Sleep Hygiene: Expert Tips for Better Sleep 2026

More than one third.

That’s how many American adults aren’t getting enough sleep — according to the CDC. Not occasionally. Regularly. Over one third of adults in the US sleep less than the recommended amount on a consistent basis, and 14.5% have trouble falling asleep while 17.8% struggle to stay asleep.

Those numbers don’t surprise most people. Because most people are living them.

The term ‘sleep hygiene’ has been around for decades but it gets misunderstood constantly — either dismissed as obvious advice you’ve already heard, or conflated with insomnia treatment, which it isn’t. This article covers what sleep hygiene actually means, what the research behind it genuinely supports, and how to apply it in a way that doesn’t require turning your entire life upside down.

What Sleep Hygiene Actually Is

The definition is straightforward. Sleep hygiene is a set of practices and routines designed to help you get better sleep — better in both quantity and quality. Not just hours in bed. Actually restorative, uninterrupted sleep that leaves you functional the next day.

Harvard Health Publishing breaks it down into four components: making your sleeping environment comfortable and conducive to uninterrupted rest, keeping a consistent sleep schedule of seven to nine hours per night for most adults, following a bedtime routine that helps your body transition into sleep, and establishing daytime habits that set you up for better nights.

That last one — daytime habits — is the part most people skip. They focus entirely on bedtime rituals while ignoring the fact that sleep quality is built across the entire day. What you eat, when you exercise, how much light you get in the morning, whether you nap and for how long — all of it influences what happens at 11pm.

Good sleep hygiene doesn’t start at bedtime. It starts when you wake up. The habits you build across the entire day are what determine whether your night is restorative or restless.

Why Sleep Matters More Than Most People Treat It

There’s a cultural tendency to wear poor sleep as a badge of productivity. ‘I only need five hours.’ ‘I’ll sleep when I’m dead.’ The research doesn’t support this framing at all.

A 2025 review in the American Journal of Lifestyle Medicine synthesized data from 29 review articles examining health outcomes in people who regularly slept less than seven hours per night. The negative effects were consistent across four main categories: increased all-cause mortality, cardiovascular disease risk, metabolic disorders, and impaired cognitive function.

The dementia data is particularly striking. A 2021 study found that people who regularly slept fewer than five hours per night were twice as likely to develop dementia and twice as likely to die compared to those sleeping six to eight hours. Sleeping six hours or less at ages 50, 60, and 70 was linked to a 30% increase in dementia risk. The working theory is that sleep helps clear the brain of amyloid — the protein associated with Alzheimer’s disease.
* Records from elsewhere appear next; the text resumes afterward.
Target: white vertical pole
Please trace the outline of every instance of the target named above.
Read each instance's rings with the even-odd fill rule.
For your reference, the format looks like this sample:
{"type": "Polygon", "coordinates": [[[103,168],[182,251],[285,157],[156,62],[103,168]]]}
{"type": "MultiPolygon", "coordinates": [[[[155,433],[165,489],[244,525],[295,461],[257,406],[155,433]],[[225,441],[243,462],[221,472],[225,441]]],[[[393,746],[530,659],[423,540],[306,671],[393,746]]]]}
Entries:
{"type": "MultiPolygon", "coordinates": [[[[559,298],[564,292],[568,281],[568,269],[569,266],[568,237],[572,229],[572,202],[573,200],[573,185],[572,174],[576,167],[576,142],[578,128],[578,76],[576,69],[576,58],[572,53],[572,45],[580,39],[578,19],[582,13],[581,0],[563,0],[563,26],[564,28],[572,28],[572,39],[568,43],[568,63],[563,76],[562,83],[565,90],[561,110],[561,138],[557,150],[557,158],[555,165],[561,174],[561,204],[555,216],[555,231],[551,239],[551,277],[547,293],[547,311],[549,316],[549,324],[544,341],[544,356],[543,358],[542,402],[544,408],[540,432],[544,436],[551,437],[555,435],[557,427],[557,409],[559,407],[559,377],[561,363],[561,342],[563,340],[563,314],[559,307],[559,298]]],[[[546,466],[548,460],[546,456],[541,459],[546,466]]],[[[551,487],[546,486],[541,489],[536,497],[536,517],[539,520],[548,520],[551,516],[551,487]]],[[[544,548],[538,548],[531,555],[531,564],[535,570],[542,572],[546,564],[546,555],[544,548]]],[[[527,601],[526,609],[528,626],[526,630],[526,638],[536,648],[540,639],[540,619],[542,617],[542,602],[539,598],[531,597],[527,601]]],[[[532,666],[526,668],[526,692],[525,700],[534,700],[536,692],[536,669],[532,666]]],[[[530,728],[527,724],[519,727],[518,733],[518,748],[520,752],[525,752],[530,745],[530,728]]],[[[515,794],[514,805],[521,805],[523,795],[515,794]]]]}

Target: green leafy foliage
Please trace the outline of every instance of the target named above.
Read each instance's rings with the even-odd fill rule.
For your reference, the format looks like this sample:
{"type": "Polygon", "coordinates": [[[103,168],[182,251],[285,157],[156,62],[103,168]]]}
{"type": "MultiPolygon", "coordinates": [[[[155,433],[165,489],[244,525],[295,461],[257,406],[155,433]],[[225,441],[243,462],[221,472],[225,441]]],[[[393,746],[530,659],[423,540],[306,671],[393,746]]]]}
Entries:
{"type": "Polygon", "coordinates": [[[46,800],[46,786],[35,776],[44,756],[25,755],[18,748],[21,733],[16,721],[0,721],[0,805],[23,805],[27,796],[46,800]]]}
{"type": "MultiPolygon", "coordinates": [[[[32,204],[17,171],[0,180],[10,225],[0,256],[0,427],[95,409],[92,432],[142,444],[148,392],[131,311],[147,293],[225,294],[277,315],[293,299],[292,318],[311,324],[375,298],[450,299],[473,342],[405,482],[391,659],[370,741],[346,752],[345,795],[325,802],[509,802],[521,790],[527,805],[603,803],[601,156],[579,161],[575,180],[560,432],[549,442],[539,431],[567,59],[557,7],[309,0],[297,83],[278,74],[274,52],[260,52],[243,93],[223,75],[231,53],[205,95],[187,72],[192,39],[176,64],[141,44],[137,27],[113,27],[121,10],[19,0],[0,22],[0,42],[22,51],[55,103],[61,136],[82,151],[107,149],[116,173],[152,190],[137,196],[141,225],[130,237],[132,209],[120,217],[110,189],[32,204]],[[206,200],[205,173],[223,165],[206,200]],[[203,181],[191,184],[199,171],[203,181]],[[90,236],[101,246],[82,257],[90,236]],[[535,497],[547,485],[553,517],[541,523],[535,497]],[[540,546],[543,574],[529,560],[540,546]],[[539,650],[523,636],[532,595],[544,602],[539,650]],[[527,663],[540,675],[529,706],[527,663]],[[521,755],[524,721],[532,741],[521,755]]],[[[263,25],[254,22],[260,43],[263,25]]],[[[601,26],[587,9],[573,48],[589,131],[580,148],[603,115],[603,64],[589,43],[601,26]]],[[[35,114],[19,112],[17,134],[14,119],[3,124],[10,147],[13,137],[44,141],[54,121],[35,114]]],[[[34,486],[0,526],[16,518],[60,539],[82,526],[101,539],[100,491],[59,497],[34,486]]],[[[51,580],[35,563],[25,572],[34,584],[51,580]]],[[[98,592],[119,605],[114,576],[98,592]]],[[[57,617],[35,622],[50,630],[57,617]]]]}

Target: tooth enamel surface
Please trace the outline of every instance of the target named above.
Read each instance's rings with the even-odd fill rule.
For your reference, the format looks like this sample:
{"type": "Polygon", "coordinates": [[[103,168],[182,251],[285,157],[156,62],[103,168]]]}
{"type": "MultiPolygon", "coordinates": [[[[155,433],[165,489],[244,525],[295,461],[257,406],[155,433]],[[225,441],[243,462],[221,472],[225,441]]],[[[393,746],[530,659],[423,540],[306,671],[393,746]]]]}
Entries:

Sleep isn’t rest. It’s maintenance. Your brain and body use those hours to do essential repair work that cannot be done while you’re awake. Cutting sleep short isn’t productivity — it’s deferred damage.

The Sleep Hygiene Practices That Actually Work

A Consistent Schedule — Including Weekends

This is the single most consistently recommended sleep hygiene practice across all major sleep research, including Harvard’s. Go to bed and wake up at roughly the same time every day.

The weekend problem is real. Most people shift their sleep schedule by one to two hours on weekends — sleeping in on Saturday and Sunday, then wondering why Monday morning feels impossible. That shift disrupts your circadian rhythm the same way mild jet lag does. Your body clock doesn’t know it’s the weekend.

Harvard’s guidance acknowledges a nuance here: a 2023 National Sleep Foundation consensus statement suggests that after a week of insufficient sleep, some catch-up sleep on weekends may be beneficial. The key word is some — not a three-hour schedule shift.

Your Bedroom Environment

Three variables matter most: temperature, light, and noise.

Cool is better than warm for sleep. Most sleep researchers recommend a bedroom temperature somewhere between 65 and 68 degrees Fahrenheit. Your core body temperature drops as you fall asleep, and a cool room supports that process. A hot bedroom fights it.

Darkness matters more than most people realize. Light signals wakefulness to your brain — even low-level ambient light from electronics or streetlights can disrupt sleep architecture. Blackout curtains or a sleep mask are not luxuries. For many people they’re the single highest-impact change they can make.

Noise is trickier because it varies by person and environment. If external noise is unavoidable, pink noise — a fan, ocean waves, rain recordings — can mask it more effectively than silence for some people. Earplugs work for others. The goal is uninterrupted sleep, and the method is secondary.

The Phone Problem

Harvard sleep researchers, including Dr. Charles Czeisler at Harvard Medical School, have been clear about this for years. Sleeping with your phone in the bedroom worsens sleep. The blue light suppresses melatonin production. The notifications disrupt sleep architecture. The psychological pull to check it — even when you know you shouldn’t — creates a state of low-level alertness that interferes with deep sleep.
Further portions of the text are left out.